Thursday, March 1, 2012

The Language of Confusion: Drugged

First of all, did you all have a nice Leap Year? Something about the day being shoved in there once every four years amuses me. Anyway. That’s not what you came for.

Everyone knows what drugs are. Whether medicinal or otherwise, they’re chemical substances ingested by the body. Usually, this word has a negative connotation. “Drug” is something illegal, while “meds” or “pills” means the kind of stuff you’re supposed to have (with a prescription, of course). But it’s only in recent years that drug has come to mean the bad stuff.

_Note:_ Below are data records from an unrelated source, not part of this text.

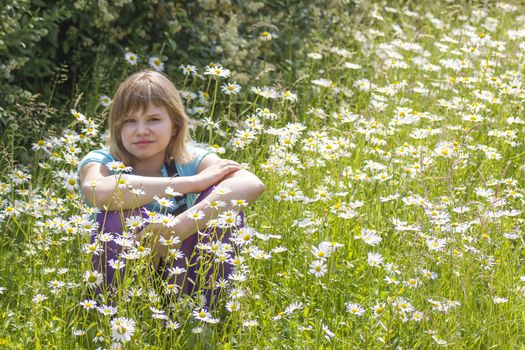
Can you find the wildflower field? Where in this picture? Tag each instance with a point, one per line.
(392, 216)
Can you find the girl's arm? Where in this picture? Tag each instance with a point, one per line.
(112, 192)
(243, 185)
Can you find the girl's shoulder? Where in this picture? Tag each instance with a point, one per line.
(99, 156)
(198, 152)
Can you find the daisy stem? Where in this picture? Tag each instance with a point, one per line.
(214, 100)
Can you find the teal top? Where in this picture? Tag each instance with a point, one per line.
(187, 169)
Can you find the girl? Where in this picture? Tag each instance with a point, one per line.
(148, 157)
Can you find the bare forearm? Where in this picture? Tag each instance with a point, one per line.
(243, 185)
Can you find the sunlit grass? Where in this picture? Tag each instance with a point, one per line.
(392, 215)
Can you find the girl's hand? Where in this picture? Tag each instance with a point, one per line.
(215, 172)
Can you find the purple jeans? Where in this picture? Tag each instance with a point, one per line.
(194, 260)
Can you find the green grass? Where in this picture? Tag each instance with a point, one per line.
(343, 192)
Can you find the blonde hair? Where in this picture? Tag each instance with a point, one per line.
(136, 93)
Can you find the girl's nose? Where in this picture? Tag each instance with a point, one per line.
(142, 128)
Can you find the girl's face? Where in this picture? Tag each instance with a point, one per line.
(147, 133)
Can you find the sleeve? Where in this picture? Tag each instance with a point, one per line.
(190, 168)
(98, 156)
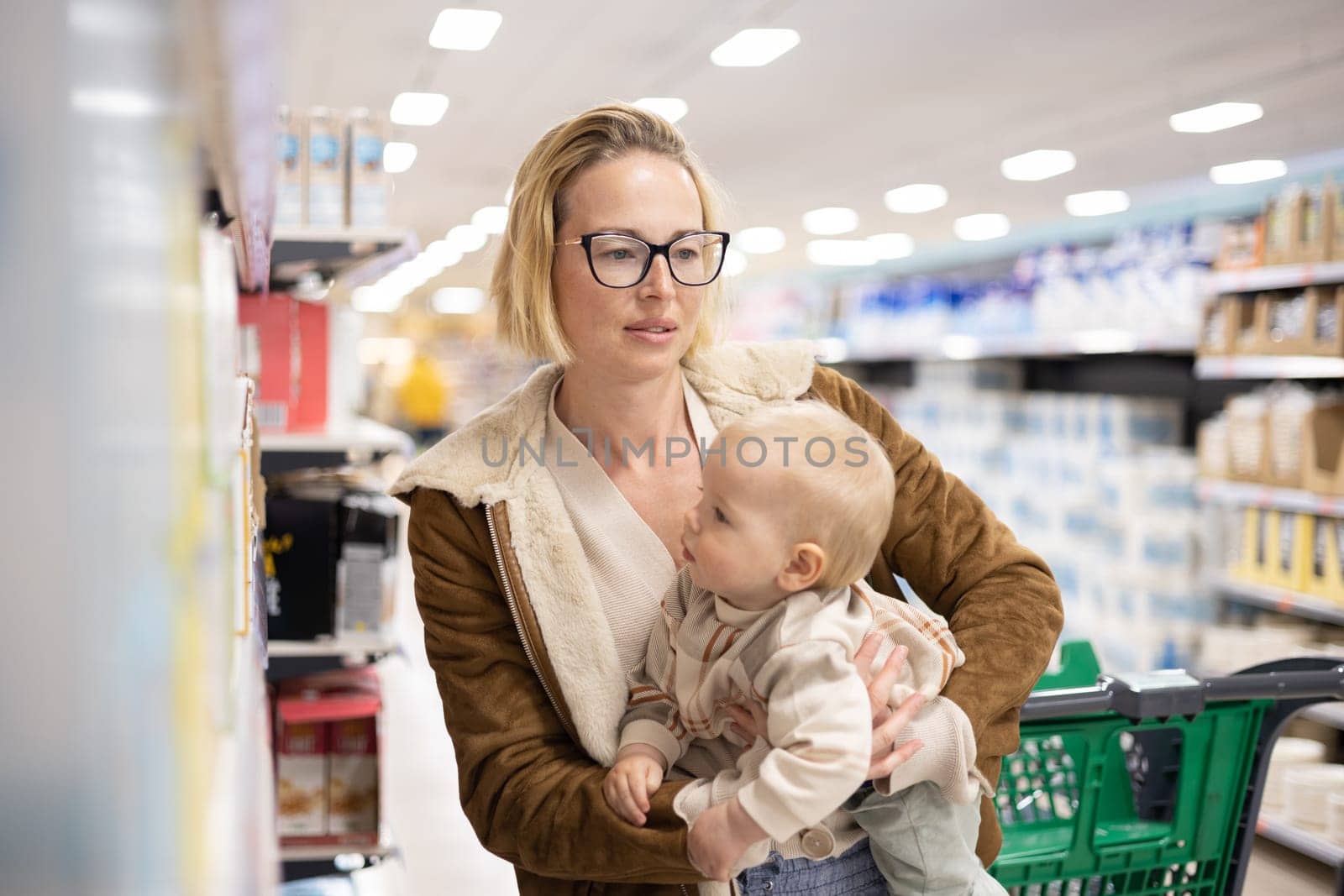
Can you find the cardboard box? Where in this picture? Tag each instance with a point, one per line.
(1283, 217)
(1242, 244)
(326, 170)
(292, 160)
(370, 187)
(354, 775)
(302, 783)
(1315, 228)
(286, 349)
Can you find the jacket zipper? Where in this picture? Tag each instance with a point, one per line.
(517, 617)
(522, 631)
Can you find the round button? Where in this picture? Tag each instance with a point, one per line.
(817, 842)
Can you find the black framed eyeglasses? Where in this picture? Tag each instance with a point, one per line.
(620, 261)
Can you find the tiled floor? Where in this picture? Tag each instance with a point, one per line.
(440, 855)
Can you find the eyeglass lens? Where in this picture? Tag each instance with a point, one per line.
(620, 261)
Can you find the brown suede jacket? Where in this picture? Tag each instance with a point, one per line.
(526, 667)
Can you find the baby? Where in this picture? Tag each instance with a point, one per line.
(770, 609)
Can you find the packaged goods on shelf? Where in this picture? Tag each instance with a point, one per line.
(292, 160)
(331, 542)
(328, 154)
(286, 347)
(370, 184)
(1095, 485)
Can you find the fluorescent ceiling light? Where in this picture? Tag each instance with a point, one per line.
(1038, 164)
(1097, 202)
(375, 300)
(976, 228)
(759, 241)
(828, 222)
(914, 199)
(465, 238)
(754, 47)
(1221, 116)
(734, 262)
(491, 219)
(1247, 172)
(847, 253)
(385, 349)
(464, 29)
(457, 300)
(398, 157)
(669, 107)
(420, 109)
(443, 253)
(889, 246)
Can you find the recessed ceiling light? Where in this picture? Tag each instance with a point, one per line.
(464, 29)
(420, 109)
(734, 262)
(1038, 164)
(914, 199)
(444, 253)
(1097, 202)
(374, 300)
(846, 253)
(889, 246)
(491, 219)
(828, 222)
(457, 300)
(669, 107)
(398, 157)
(754, 47)
(759, 241)
(465, 238)
(976, 228)
(1221, 116)
(1247, 172)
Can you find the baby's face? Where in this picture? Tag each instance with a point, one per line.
(734, 539)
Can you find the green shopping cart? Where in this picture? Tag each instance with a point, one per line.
(1148, 786)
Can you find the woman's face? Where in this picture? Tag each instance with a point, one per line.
(655, 199)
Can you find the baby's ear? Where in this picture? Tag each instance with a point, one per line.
(806, 562)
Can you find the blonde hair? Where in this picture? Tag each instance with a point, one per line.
(521, 284)
(842, 492)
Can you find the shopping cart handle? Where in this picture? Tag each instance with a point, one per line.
(1163, 694)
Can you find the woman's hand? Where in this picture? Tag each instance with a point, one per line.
(636, 775)
(886, 725)
(719, 837)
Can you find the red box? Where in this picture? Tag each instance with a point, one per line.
(284, 349)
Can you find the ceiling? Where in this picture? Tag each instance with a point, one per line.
(875, 96)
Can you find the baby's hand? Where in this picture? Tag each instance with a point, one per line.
(636, 775)
(719, 837)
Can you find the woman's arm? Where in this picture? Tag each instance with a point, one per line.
(999, 598)
(533, 795)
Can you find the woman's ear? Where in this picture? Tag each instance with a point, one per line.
(806, 560)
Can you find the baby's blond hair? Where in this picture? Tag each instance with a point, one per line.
(839, 477)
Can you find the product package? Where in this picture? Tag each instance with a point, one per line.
(326, 170)
(370, 184)
(292, 161)
(302, 779)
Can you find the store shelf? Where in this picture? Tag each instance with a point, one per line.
(1278, 277)
(1310, 844)
(351, 645)
(1281, 600)
(360, 437)
(960, 348)
(358, 255)
(1265, 496)
(1268, 367)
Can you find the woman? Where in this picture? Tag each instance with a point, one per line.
(539, 575)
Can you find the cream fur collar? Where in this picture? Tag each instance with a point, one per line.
(732, 379)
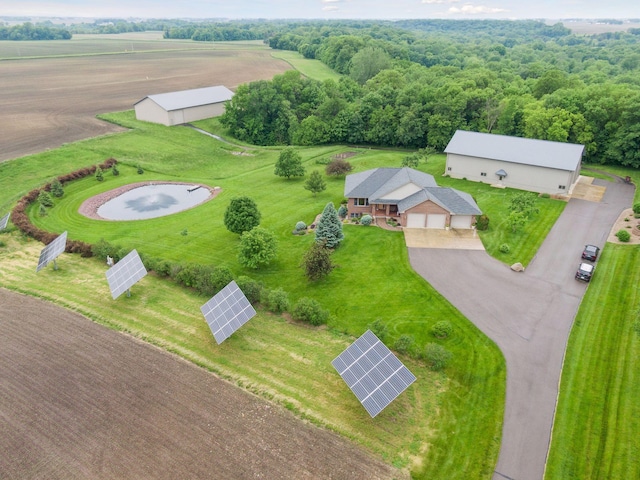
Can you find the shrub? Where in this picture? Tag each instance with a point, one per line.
(482, 222)
(436, 356)
(338, 167)
(404, 344)
(276, 301)
(623, 235)
(442, 329)
(45, 198)
(310, 311)
(379, 329)
(251, 289)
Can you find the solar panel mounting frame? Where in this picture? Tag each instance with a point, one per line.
(126, 273)
(373, 373)
(227, 311)
(51, 251)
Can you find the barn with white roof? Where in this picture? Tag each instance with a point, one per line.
(177, 108)
(526, 164)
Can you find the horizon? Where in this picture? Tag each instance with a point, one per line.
(568, 10)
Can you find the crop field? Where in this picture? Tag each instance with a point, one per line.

The word drug showed up in the late fourteenth century with the same basic meaning as we know today. It comes from droge, an Old French (ninth to thirteenth centuries) word for provision. It gets a little hazy there, but Middle Low German (twelfth to fourteenth century) has droge waere, which means dry wares. Old French may have picked it up during the period the two languages coexisted, and then it continued to evolve when French moved into the Middle period.

So the word started as dried provisions, then just provisions, then when English was forming, it was appropriated to mean medicines.

Overall, not a unique story. Definitions are constantly evolving.

Hm, evolve is an interesting word…(and the process begins again)

Online Etymology Dictionary


  1. Strange how the word changed over time!

    I see you've changed the layout... or did Blogger do that all by itself?

    1. That was me. Just trying something new...I haven't decided whether or not I like it, though.

  2. Interesting, and funny how slang use can change the meaning of things.

  3. One thing that annoys me about American English (or slang, perhaps I should say) is how people will say "and I drug it inside", as in "dragged it inside" ;)

    1. That drives me crazy too. I've never actually heard it used, thankfully. There are tons of other words that have alternate versions, like dreamed/dreamt or pleaded/pled. I find both of those less annoying than that "drug" though.

  4. As we change, the meanings of our words change...

    I read a book on the calendar a while ago, and it had an interesting tidbit on leap days. In Roman times, the leap day was actually inserted between the 24th and 25th day of February. The idea just makes my head spin.